Saturday, August 16, 2014

Tolstoy on Progress

This is taken from chapter III of Tolstoy’s A Confession,

“That faith took with me the common form it assumes with the majority of educated people of our day. It was expressed by the word, “progress.” It then appeared to me that this word meant something. I did not as yet understand that, being tormented (like every live man) by the question how it is best for me to live, in my answer, “live in conformity with progress,” I was replying as a man in a boat would do if when carried along by wind and waves he replied to what for him was the chief and only question. “whither to steer,” by saying, “we are being carried somewhere.”

I’ve been interrupted by this word, “progress” over my life. People would ask me, “don’t you want something better with your life?” And I always wondered, what do you mean by better? Better assumes good, can you tell me what is the good? The effective definition of progress is a product of the cultural ethos, and it changed between places and generations. People should more often stop to think and realize that this unexamined definition of progress carries their lives somewhere, and though it may seem to be a good place, that’s the ethos speaking and it doesn’t always tell the truth. The ethos informs our moral intuitions all the time, and in a world that is absolutely convinced that moral intuitions are authoritative the people will continue to mindlessly follow the ethos.

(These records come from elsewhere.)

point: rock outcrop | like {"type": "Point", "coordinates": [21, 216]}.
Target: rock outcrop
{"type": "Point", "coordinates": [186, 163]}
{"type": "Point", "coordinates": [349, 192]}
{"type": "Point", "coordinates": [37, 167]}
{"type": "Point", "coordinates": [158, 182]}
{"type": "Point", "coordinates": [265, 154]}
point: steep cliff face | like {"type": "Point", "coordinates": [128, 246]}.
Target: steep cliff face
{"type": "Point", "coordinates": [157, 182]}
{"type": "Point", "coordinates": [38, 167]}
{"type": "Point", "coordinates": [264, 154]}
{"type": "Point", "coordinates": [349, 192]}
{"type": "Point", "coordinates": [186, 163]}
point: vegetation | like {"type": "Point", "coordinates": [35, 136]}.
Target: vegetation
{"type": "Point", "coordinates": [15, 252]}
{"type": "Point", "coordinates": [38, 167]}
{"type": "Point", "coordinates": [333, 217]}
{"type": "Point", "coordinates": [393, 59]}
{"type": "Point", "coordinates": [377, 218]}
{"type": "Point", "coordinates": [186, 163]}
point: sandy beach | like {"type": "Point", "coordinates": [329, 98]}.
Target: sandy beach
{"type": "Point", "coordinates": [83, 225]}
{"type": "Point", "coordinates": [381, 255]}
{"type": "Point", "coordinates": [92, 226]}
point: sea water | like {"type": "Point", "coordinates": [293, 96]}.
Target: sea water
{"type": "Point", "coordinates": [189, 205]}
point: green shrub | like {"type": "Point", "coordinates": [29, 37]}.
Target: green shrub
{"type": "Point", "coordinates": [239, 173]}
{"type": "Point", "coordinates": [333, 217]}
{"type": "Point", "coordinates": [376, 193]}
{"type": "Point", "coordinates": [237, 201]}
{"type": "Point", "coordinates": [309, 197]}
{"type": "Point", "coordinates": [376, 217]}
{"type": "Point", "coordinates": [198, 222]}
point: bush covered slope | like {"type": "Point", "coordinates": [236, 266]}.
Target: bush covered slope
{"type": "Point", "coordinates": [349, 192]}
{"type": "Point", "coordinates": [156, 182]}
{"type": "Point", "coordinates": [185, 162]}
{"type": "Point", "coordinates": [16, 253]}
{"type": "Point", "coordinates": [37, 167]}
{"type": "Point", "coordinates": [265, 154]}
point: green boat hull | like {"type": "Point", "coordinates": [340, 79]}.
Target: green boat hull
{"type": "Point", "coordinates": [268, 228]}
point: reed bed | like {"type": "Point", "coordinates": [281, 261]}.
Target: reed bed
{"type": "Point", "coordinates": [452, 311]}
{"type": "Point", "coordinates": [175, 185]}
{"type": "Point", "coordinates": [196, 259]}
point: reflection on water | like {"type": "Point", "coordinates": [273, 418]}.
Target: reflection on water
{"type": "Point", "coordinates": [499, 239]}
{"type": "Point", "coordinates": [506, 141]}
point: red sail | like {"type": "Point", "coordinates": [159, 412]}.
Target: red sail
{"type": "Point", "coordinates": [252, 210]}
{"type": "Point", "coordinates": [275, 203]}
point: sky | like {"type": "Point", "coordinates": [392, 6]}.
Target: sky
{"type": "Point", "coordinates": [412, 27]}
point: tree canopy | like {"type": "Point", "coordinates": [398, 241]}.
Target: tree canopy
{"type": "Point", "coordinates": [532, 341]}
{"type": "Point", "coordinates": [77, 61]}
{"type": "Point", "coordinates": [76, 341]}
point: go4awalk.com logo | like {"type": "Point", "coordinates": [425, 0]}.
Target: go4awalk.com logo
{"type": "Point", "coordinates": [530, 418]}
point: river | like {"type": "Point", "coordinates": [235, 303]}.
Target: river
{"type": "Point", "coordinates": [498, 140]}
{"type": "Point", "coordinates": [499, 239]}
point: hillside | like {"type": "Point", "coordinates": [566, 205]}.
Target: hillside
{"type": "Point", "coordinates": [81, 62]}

Tolstoy seems to realize that the fleeting satisfaction from progress and the universality of it. Intrinsic suffering isn’t a psychological disorder called depression, it is the inherent consequence of not seeking what is good. We seek things, they make us feel nice, and then it goes away because it is realized that they were meaningless. So we are not filled. Progress is a convention which doesn’t bare fruit. We all suffer because we are unwilling to seriously seek an answer to what the purpose of life is. Instead of engaging with this uncritically held assumption, we fall back on progress. It is the death of meaning and of us.